Si la pression du taux d’usure a considérablement diminué pour les profils standards, certains emprunteurs restent exposés. Les seniors dont l’assurance emprunteur est plus onéreuse, les personnes présentant des antécédents médicaux, les investisseurs détenant déjà plusieurs crédits en cours, ou encore les emprunteurs sans CDI : pour tous ces profils, le TAEG peut encore se rapprocher dangereusement du plafond légal, même avec un taux nominal correct. Le recours à un courtier, qui peut mettre en concurrence plusieurs banques et négocier les conditions d’assurance, est dans ces cas particulièrement précieux.
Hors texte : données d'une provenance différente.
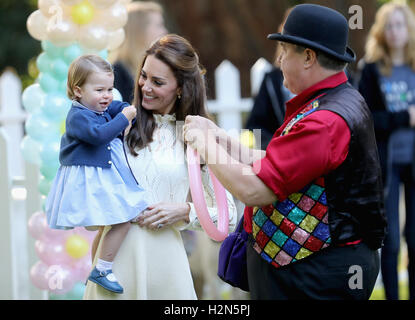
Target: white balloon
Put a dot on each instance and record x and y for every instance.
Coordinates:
(116, 38)
(113, 18)
(36, 25)
(62, 33)
(47, 7)
(93, 37)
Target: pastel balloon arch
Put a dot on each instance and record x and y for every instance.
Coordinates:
(66, 29)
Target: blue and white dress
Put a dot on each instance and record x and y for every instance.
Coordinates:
(93, 196)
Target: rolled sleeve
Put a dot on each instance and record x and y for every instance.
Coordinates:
(315, 146)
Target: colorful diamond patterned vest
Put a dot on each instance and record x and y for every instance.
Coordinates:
(293, 229)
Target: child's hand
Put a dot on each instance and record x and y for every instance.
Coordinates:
(130, 112)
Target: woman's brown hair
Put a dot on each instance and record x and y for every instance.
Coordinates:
(177, 53)
(376, 47)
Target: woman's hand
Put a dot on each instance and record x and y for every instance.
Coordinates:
(163, 214)
(198, 132)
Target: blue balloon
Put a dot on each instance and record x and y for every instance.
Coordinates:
(44, 186)
(39, 128)
(48, 82)
(33, 97)
(63, 87)
(49, 171)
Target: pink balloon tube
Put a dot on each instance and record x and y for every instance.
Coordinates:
(196, 189)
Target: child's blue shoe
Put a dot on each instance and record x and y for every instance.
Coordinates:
(105, 279)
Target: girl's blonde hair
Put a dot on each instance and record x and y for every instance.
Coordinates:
(376, 46)
(81, 68)
(132, 50)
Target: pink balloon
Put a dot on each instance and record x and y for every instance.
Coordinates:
(37, 224)
(196, 190)
(60, 279)
(52, 252)
(37, 275)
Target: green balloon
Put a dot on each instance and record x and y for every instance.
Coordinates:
(59, 69)
(30, 150)
(56, 107)
(48, 82)
(33, 97)
(71, 53)
(49, 171)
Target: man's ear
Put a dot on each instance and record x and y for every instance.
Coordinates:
(77, 91)
(310, 57)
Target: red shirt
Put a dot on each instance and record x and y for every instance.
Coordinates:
(315, 146)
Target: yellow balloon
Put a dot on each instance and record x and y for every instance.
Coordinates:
(82, 13)
(76, 246)
(247, 138)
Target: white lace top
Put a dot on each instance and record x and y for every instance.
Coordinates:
(161, 169)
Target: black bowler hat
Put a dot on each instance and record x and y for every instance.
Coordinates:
(317, 27)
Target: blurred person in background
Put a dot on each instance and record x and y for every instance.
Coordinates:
(145, 24)
(388, 85)
(268, 111)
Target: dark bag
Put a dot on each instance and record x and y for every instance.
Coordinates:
(232, 267)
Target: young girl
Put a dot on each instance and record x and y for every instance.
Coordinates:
(94, 185)
(388, 85)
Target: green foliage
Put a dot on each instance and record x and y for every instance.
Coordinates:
(17, 47)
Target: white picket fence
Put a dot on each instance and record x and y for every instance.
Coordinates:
(19, 195)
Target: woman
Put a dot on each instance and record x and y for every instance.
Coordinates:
(145, 24)
(388, 86)
(152, 262)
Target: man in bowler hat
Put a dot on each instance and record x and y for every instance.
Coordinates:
(315, 212)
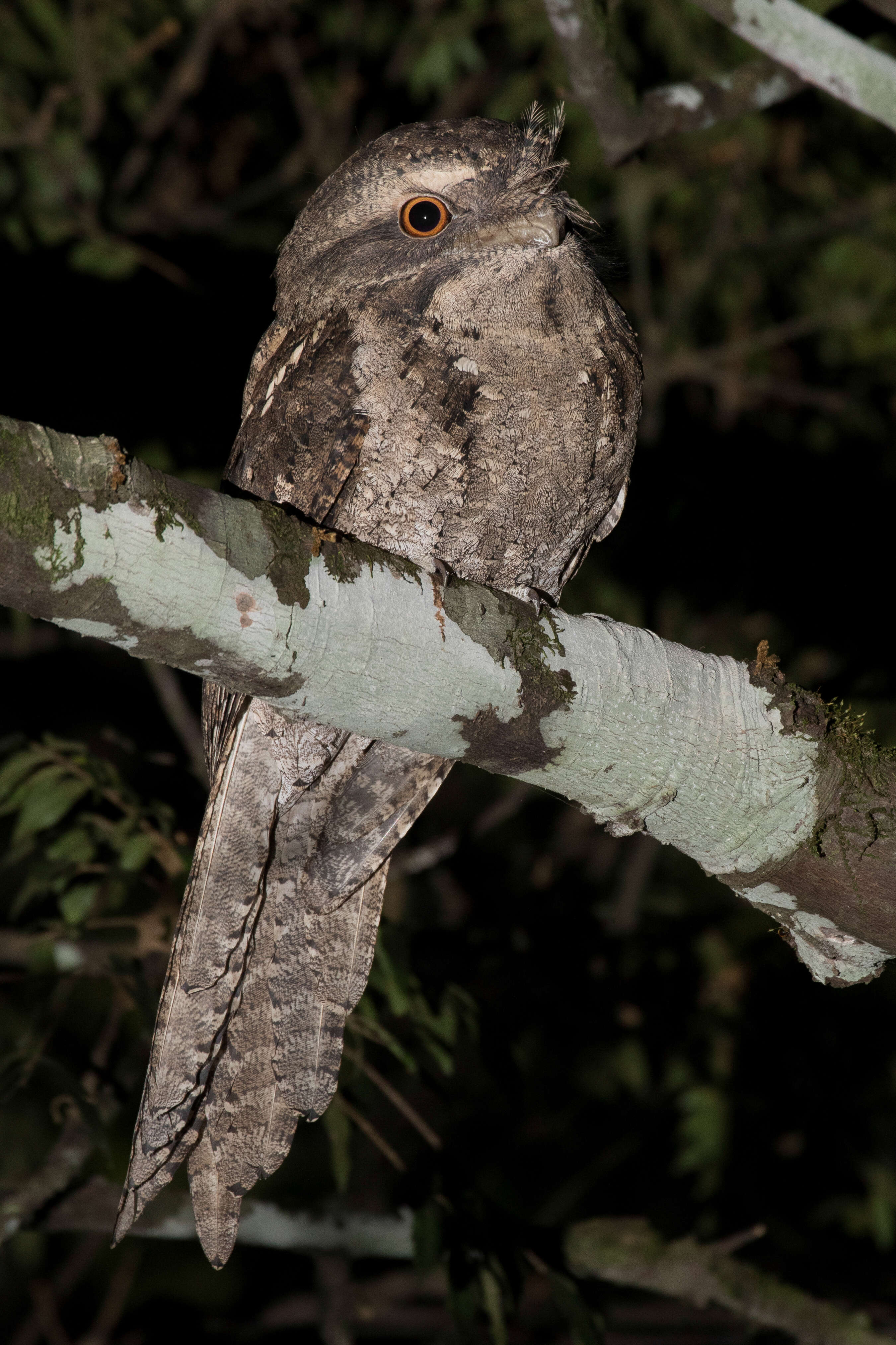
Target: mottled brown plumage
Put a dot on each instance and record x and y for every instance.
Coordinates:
(468, 400)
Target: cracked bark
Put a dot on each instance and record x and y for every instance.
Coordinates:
(790, 806)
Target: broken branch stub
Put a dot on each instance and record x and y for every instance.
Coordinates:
(743, 773)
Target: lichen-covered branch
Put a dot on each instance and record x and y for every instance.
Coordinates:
(790, 807)
(816, 50)
(628, 1251)
(690, 106)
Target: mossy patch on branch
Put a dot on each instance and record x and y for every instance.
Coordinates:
(518, 638)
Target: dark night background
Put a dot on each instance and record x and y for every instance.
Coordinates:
(590, 1025)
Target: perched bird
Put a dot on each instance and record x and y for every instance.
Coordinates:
(446, 378)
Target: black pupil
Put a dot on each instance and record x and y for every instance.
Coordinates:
(425, 217)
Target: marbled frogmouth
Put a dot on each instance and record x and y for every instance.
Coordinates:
(445, 378)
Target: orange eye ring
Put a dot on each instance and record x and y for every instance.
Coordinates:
(424, 217)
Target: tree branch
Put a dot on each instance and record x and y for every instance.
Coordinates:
(672, 110)
(627, 1251)
(747, 775)
(816, 50)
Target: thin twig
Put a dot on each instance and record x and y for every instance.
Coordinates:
(371, 1132)
(628, 1251)
(394, 1097)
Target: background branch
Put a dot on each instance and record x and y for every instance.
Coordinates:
(627, 1251)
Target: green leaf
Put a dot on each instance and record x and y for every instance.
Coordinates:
(387, 980)
(136, 852)
(78, 903)
(18, 767)
(47, 805)
(74, 847)
(109, 259)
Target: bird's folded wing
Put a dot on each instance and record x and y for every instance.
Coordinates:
(273, 950)
(209, 956)
(307, 970)
(327, 925)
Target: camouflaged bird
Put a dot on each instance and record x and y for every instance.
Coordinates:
(446, 378)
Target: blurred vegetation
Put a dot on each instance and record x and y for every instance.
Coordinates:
(589, 1025)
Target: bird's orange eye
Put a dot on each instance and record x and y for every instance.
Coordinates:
(424, 217)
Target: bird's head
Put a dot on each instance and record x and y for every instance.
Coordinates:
(425, 202)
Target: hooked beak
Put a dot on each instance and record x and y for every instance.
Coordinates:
(543, 226)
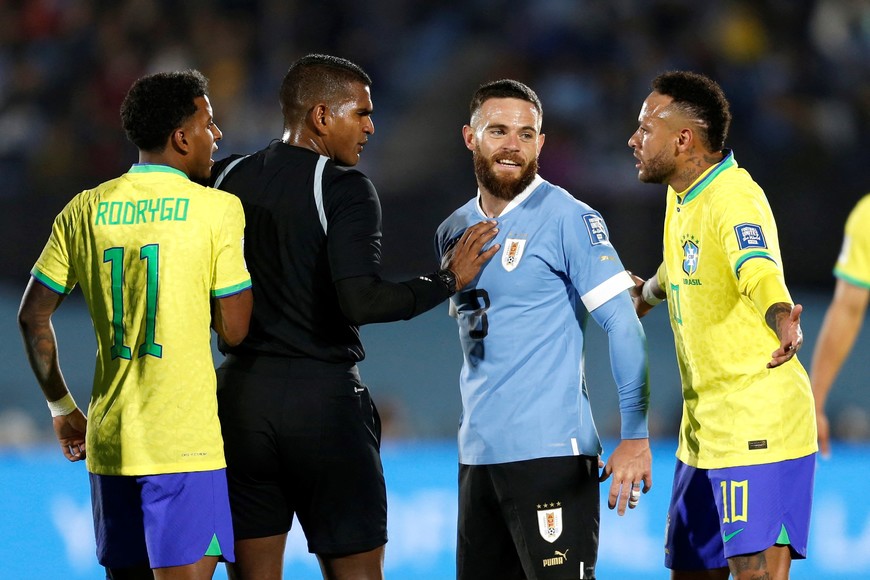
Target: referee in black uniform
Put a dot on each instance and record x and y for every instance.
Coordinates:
(302, 435)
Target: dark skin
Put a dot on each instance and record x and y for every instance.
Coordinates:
(187, 149)
(671, 150)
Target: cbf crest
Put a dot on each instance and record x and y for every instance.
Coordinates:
(691, 254)
(513, 253)
(550, 522)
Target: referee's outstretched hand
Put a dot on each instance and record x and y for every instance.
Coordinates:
(629, 464)
(467, 256)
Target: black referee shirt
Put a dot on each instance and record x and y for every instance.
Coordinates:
(292, 197)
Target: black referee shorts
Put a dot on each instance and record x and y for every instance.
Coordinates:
(302, 437)
(529, 520)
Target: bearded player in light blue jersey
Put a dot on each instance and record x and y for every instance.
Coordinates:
(528, 446)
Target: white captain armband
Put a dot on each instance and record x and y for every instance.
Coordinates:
(648, 295)
(63, 406)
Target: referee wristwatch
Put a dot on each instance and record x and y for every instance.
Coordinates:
(449, 279)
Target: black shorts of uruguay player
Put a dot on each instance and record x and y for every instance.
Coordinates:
(302, 437)
(535, 519)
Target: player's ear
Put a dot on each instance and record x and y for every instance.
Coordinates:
(685, 139)
(468, 136)
(319, 118)
(178, 141)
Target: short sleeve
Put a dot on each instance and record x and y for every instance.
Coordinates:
(230, 272)
(54, 267)
(746, 228)
(853, 263)
(353, 214)
(591, 260)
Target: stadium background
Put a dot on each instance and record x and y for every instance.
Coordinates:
(798, 77)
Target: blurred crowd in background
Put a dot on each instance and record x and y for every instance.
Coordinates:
(797, 73)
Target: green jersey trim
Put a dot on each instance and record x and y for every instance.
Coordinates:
(49, 283)
(154, 168)
(746, 257)
(696, 189)
(230, 290)
(851, 279)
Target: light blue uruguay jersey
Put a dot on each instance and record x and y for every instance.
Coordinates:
(521, 325)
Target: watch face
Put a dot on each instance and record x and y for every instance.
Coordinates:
(449, 280)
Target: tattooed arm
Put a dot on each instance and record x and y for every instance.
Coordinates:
(785, 321)
(40, 344)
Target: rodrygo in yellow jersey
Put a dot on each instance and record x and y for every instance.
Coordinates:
(853, 264)
(720, 238)
(149, 250)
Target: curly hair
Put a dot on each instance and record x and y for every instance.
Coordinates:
(318, 77)
(158, 104)
(700, 97)
(504, 89)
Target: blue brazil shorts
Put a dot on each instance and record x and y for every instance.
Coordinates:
(717, 514)
(164, 520)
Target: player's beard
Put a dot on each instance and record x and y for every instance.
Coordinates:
(658, 169)
(505, 188)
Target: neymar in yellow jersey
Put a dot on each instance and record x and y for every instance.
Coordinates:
(746, 457)
(159, 260)
(845, 315)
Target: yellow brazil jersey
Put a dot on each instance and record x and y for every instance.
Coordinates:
(736, 411)
(149, 251)
(853, 265)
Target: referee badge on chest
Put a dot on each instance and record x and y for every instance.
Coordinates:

Quelles perspectives pour les taux d’ici la fin 2026 ?
Les projections des principaux courtiers anticipent des taux moyens compris entre 3,30% et 3,50% sur l’ensemble de l’année 2026, sans baisse significative à court terme. Tout dépendra de l’évolution de l’OAT 10 ans, elle-même conditionnée par la politique de la BCE et par la situation de la dette souveraine française, dont les tensions restent un sujet de surveillance pour les marchés. Un scénario de reprise de la baisse avant la fin de l’année n’est pas exclu si l’inflation continue de se normaliser, mais il n’est pas le scénario central.
Pour les acheteurs qui hésitent encore, la fenêtre actuelle est globalement favorable : les prix immobiliers ont intégré la correction des deux dernières années dans la plupart des marchés, les taux restent bien en dessous de leur pic de 2023, et la reprise progressive du marché immobilier constatée en 2025 tend à resserrer à nouveau les délais de vente sur les biens les plus recherchés. Attendre une baisse des taux supplémentaire, c’est souvent prendre le risque de voir les prix remonter dans les secteurs les plus demandés.